Monday, April 15, 2013

Tim Laffey- Three Poems

Special Living

It’s not all that special
to be living. Something like
a million of those little firecrackers shot
up that tunnel looking to explode
and while true
only one hit home and true
the odds against any single one
of them are daunting and that can
make it seem like a truly big
deal, like, boing! wave
a wand.
It’s really not.

Even knowing all those other
little losers will be
reabsorbed by the system  
doesn’t make it seem all that special
that one of them will not.
If you know the game
absolutely depends on one of them
making it, that, and otherwise
we’ve got nothing
to talk about.

Which makes you wonder,
surely one hundred thousand lemmings
can’t be all wrong?

So who’s the winner here?
Now listen it’s not all that special
unless you work hard at
successfully escaping the crowds
and can avoid diving off
the same cliffs
they do.

My Apologies

An old college friend of mine had
this second story walkup
he owned in a dilapidated part
of town. His place was always trashed.
Eggshells, tinfoil, gnawed bones,
dishes piled in anaerobic stacks
overflowed the sink, filled
the counters, poured onto the floor
and moved on out from there.
He didn’t care. All he wanted
was to play guitar and read history,
work no more than necessary,
get laid on occasion, pop
a few beers and smoke cigarettes
when he drank. Good rock ‘n roll
voice and very limited
taste for bullshit.

Then along I’d come every few
months and clean the damn
place up, wash the dishes, mow
the refrigerator, throw out newspaper,
vacuum and dust. We lost
touch a few years ago and
lately I got to thinking back on it,
who the hell did I
think I was?
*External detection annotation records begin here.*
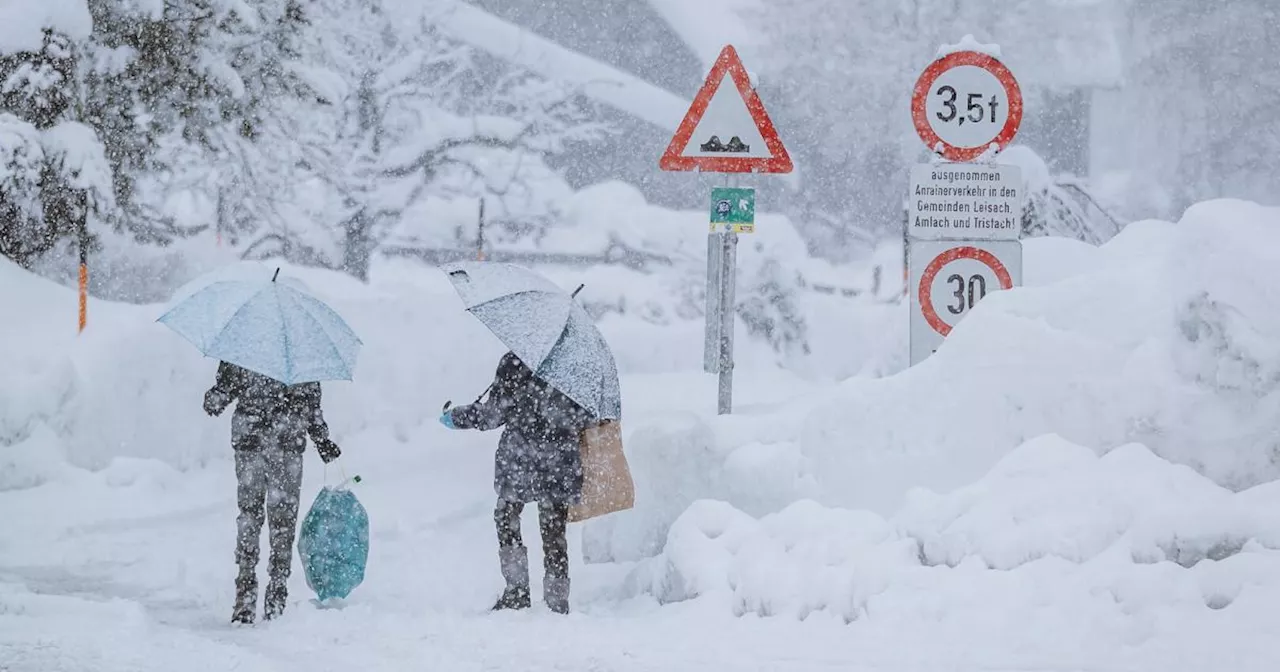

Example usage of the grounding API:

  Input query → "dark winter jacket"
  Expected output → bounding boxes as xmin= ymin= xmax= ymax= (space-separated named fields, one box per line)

xmin=449 ymin=353 xmax=591 ymax=503
xmin=205 ymin=362 xmax=338 ymax=461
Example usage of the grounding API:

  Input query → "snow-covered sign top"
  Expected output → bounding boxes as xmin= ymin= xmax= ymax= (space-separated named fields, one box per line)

xmin=911 ymin=35 xmax=1023 ymax=161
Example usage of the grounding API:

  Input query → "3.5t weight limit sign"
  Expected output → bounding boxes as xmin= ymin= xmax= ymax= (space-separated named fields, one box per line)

xmin=909 ymin=241 xmax=1023 ymax=365
xmin=911 ymin=51 xmax=1023 ymax=161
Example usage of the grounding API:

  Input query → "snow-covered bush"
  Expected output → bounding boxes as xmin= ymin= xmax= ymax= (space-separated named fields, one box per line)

xmin=627 ymin=436 xmax=1280 ymax=624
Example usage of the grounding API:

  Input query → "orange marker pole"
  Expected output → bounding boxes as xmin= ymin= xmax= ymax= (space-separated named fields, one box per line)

xmin=79 ymin=238 xmax=88 ymax=333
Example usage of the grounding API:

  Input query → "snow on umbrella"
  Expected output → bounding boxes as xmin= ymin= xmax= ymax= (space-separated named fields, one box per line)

xmin=444 ymin=261 xmax=622 ymax=420
xmin=157 ymin=269 xmax=361 ymax=385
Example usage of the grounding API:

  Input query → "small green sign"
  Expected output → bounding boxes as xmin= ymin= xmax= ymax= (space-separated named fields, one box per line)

xmin=712 ymin=187 xmax=755 ymax=233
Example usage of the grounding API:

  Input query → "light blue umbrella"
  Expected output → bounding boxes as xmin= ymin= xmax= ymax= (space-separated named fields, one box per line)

xmin=444 ymin=261 xmax=622 ymax=420
xmin=157 ymin=269 xmax=361 ymax=385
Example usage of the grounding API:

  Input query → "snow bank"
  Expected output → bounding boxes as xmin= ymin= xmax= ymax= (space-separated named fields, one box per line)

xmin=800 ymin=201 xmax=1280 ymax=511
xmin=586 ymin=201 xmax=1280 ymax=559
xmin=627 ymin=436 xmax=1280 ymax=640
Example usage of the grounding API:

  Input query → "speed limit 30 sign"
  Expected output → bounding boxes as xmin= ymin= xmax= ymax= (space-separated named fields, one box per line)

xmin=908 ymin=241 xmax=1023 ymax=365
xmin=911 ymin=50 xmax=1023 ymax=161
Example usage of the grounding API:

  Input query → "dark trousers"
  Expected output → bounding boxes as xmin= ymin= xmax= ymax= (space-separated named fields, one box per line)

xmin=236 ymin=442 xmax=302 ymax=586
xmin=493 ymin=499 xmax=568 ymax=579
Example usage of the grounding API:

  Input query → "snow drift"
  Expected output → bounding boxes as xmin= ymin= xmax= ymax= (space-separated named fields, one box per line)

xmin=626 ymin=436 xmax=1280 ymax=669
xmin=586 ymin=201 xmax=1280 ymax=561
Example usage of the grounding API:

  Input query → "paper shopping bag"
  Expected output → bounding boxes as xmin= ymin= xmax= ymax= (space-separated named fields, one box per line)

xmin=568 ymin=420 xmax=636 ymax=522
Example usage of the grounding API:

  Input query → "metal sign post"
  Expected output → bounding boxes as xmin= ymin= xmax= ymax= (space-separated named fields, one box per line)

xmin=708 ymin=230 xmax=737 ymax=415
xmin=703 ymin=233 xmax=724 ymax=374
xmin=658 ymin=46 xmax=792 ymax=415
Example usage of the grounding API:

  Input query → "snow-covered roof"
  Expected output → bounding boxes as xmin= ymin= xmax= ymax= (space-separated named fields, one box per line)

xmin=0 ymin=0 xmax=93 ymax=55
xmin=991 ymin=3 xmax=1124 ymax=88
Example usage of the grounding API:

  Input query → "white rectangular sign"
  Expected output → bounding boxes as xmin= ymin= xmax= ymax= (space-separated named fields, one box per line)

xmin=908 ymin=241 xmax=1023 ymax=366
xmin=908 ymin=164 xmax=1025 ymax=241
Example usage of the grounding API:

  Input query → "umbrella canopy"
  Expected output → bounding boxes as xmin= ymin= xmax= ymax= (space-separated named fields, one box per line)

xmin=157 ymin=269 xmax=361 ymax=385
xmin=444 ymin=261 xmax=622 ymax=420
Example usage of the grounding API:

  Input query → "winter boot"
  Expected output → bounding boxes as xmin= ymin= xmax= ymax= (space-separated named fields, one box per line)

xmin=493 ymin=547 xmax=532 ymax=612
xmin=232 ymin=570 xmax=257 ymax=625
xmin=262 ymin=579 xmax=289 ymax=621
xmin=543 ymin=576 xmax=568 ymax=613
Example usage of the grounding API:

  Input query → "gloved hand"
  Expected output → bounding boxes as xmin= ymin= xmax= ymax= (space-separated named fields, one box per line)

xmin=316 ymin=439 xmax=342 ymax=465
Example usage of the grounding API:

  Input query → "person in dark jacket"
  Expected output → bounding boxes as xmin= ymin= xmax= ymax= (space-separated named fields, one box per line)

xmin=205 ymin=362 xmax=342 ymax=623
xmin=440 ymin=352 xmax=591 ymax=613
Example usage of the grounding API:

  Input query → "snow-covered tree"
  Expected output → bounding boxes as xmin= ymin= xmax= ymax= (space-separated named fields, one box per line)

xmin=0 ymin=20 xmax=115 ymax=265
xmin=1125 ymin=0 xmax=1280 ymax=209
xmin=248 ymin=0 xmax=596 ymax=278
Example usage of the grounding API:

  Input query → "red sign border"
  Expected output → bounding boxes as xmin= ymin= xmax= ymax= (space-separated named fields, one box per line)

xmin=911 ymin=51 xmax=1023 ymax=163
xmin=919 ymin=244 xmax=1014 ymax=337
xmin=658 ymin=45 xmax=794 ymax=173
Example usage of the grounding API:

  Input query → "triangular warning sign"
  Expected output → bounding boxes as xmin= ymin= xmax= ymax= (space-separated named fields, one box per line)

xmin=658 ymin=45 xmax=791 ymax=173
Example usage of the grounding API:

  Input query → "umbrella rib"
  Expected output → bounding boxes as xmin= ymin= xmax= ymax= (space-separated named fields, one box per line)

xmin=273 ymin=291 xmax=293 ymax=385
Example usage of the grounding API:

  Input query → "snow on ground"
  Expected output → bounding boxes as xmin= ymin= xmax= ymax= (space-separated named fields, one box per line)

xmin=0 ymin=201 xmax=1280 ymax=672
Delilah
trimming Sampson’s hair?

My apologies.
Probably took weeks
to get everything back.

The Force

So when I got back to writing
after taking 30 some years
off, I found
I’d been beaten
to politeness by
job force, wife force, kid force,
brother, sister, mom and dad
force, government at tax time
force, tv news force,
stupid people in crowds
force, and reading too
many forced, sentimental
weepy soulful frackin’ poems
force.

And within about 10 days
I knew I couldn’t make myself
do it that way anymore,
that the finger I stuck out the next
time I sipped tea, nibbled
a cucumber sandwich and burped
politely into a napkin
wouldn’t be my
little one.


     After many years in Texas, in the computer services industry designing mainframe systems and tuning their performance, I am now retired and back on a portion of the old family farm in west central Illinois. Early on I wrote poetry, all that formal richness waiting to be broken was just so enticing. As it will though, life veered in another direction and while following my profession, I took up painting and sculpture. I will continue to pursue them.
     But recently the urge to write has re-emerged.